Bahkan, Romo Carolus melihat langsung detik-detik Anthony meregang
nyawa. Ketika itu, Anthony dieksekusi mati bersama pesalah dari Nigeria
lain, Samuel Iwachekwu Okoye. "Melihat ya. Kerana mereka baru meninggal,
kerana mereka mengerang kesakitan," ungkap Romo Carolus mengenang.
Menurut Romo Carolus, ketika menjalani eksekusi, Anthony dan Samuel
mengenakan jubah hitam dan di bahagian dada kiri dipasang simbol sasaran peluru ditembakkan. Dalam kesaksian Romo Carolus, ada jeda waktu tujuh
hingga delapan minit Anthony mengerang kesakitan setelah ditembak pasukan
regu eksekusi.
Romo Carolus menambahkan, eksekusi mati
Anthony dan Samuel terjadi pada Jumaat malam pukul 23.30 WIB. Ia
menyatakan sebelum dieksekusi, Anthony sempat meminta diberi air minum.
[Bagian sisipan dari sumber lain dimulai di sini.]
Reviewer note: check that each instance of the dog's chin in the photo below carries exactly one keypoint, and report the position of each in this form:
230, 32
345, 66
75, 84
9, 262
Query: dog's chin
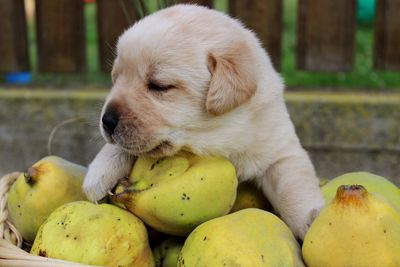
163, 149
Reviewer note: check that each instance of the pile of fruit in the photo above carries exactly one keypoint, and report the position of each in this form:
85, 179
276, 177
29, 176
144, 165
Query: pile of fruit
190, 211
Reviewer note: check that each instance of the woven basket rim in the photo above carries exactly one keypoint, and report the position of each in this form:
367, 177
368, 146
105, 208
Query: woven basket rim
11, 253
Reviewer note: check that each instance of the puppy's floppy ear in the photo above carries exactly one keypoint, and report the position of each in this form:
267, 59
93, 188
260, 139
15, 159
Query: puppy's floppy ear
233, 80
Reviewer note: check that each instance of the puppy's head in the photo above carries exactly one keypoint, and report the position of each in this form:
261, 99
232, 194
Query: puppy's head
177, 71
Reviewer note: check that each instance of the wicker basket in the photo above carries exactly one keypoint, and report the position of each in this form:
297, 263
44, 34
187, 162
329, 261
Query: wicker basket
11, 241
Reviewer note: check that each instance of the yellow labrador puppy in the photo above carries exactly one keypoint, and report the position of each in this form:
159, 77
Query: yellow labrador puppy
195, 79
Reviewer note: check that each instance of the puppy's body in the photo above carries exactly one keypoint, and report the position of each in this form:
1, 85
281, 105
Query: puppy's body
194, 79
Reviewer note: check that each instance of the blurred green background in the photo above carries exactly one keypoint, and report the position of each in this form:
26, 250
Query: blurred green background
362, 77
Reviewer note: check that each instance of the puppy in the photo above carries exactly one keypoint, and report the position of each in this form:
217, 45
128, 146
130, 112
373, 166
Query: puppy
189, 78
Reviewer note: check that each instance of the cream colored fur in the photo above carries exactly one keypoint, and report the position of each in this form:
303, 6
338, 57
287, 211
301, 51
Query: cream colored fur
224, 98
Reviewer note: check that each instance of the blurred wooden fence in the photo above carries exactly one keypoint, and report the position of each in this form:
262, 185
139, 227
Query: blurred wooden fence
325, 32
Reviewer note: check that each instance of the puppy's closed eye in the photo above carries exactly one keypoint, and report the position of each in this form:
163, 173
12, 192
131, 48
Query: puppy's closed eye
157, 87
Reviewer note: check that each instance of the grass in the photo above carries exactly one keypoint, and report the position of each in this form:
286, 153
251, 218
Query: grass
362, 77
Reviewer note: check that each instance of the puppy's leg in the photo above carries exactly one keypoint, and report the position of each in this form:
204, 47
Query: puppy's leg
109, 165
292, 187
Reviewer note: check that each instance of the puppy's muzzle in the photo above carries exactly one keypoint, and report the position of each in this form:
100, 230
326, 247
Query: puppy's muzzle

"Dia minta minum dan diberi segelas air mineral. Terus Anthony minta tambah satu gelas lagi, tapi hanya diminum setengah," terang Romo
Carolus.
Sebelum meminta air minum, kata Romo Carolus, Anthony memintanya
mengambil selembar wang Rp 100 ribu dan sapu tangan yang tersimpan di
saku kiri. Selain itu,Anthony juga meminta Romo Carolus membuang sepatu
yang dipakainya dan mengambil jam tangan yang disimpankan kepada penjaga
penjara.
"Tolong berikan kepada isteri saya," ungkap Romo Carolus menirukan pernyataan Anthony.